One of the most prescient points made in the movie "Prayers For Bobby" is the importance of foreknowledge in helping a family deal with a son or daughter who comes out to them.

Reactions that imbue compassion, acceptance or even just neutrality can mean the difference between a healthy future for their child or a life of psychological problems, drug abuse or, in too many cases, tragic suicide.

"If I just hadn't said this or done that...if only I had known how to deal with it, my child would be alive today," becomes the mantra repeated too many times by too many families far too late.

What most heterosexual parents don't realize is that by the time their child comes out to them, they've already been through extreme psychological hell in trying to deal with feelings that they have ultimately come to realize they can't change. Feelings that they've been taught to believe are morally wrong and shameful. Feelings that much of society have labeled, sinful, abhorrent and an abomination against God. Feelings that have put them at the edge of reason.

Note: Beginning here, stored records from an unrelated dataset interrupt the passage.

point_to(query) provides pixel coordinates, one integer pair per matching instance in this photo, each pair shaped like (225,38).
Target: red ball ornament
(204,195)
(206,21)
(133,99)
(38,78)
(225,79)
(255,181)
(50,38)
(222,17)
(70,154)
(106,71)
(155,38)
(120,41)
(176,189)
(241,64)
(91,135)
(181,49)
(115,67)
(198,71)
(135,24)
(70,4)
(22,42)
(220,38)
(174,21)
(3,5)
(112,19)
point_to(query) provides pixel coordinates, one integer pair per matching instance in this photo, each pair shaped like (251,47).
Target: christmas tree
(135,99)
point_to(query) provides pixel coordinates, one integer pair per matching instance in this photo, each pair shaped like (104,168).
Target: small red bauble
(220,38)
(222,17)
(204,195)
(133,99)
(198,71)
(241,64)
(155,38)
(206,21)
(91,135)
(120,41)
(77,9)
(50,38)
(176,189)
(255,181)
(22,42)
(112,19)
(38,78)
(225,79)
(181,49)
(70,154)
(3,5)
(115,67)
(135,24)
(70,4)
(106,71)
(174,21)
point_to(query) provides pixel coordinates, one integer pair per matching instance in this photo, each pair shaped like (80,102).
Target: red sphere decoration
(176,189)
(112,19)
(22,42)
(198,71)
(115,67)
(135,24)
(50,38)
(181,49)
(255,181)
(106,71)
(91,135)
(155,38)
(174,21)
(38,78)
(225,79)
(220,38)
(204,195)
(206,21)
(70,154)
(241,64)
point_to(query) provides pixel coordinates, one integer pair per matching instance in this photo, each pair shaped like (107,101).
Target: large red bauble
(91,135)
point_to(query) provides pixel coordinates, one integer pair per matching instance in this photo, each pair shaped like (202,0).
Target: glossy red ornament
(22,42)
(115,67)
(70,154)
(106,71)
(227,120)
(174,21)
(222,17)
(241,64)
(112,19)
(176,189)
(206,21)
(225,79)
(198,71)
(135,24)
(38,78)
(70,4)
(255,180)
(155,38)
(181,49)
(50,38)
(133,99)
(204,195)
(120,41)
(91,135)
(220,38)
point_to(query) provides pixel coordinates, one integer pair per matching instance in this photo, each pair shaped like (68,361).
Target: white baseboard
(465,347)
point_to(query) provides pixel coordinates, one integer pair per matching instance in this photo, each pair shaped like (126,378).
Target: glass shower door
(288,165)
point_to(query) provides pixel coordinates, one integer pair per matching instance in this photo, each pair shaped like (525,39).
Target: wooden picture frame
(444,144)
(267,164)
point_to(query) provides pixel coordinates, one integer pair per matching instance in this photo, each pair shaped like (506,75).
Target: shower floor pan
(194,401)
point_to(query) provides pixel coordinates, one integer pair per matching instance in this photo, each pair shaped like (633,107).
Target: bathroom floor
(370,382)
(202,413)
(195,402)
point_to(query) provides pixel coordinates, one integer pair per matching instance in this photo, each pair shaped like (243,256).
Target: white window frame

According to the NPR (National Public Radio) program All Things Considered, a new study conducted by San Francisco State University's Family Acceptance Project and recently published in the journal American Academy of Pediatrics, shows how crucial a family's reaction can be.

The study found that the gay, lesbian and bisexual young adults and teens at the highest risk of attempting suicide and having some other health problems are ones who reported a high level of rejection by their families as a result of their sexual orientation.

Project Director Caitlin Ryan said, "A little bit of change in rejecting behavior, being a little bit more accepting, can make a significant difference in the child's health and mental health. Parents love their children and want the best for them. Now that we have measured all these behaviors, we can see that some of them put youth at extremely high risk and others are wellness-promoting."

"Parents thought that by trying to change them, that would make them happy. But actually it put their children at great risk," Ryan said. "When we shared that with parents, they were shocked."

The study also found that children and young adults who experienced high levels of rejection were nearly 8.5 times more likely to have attempted suicide, nearly six times more likely to report high levels of depression and almost 3.5 times more likely to use illegal drugs or engage in unprotected sex compared with adolescents whose families may have felt uncomfortable but were at least neutral or only mildly rejecting.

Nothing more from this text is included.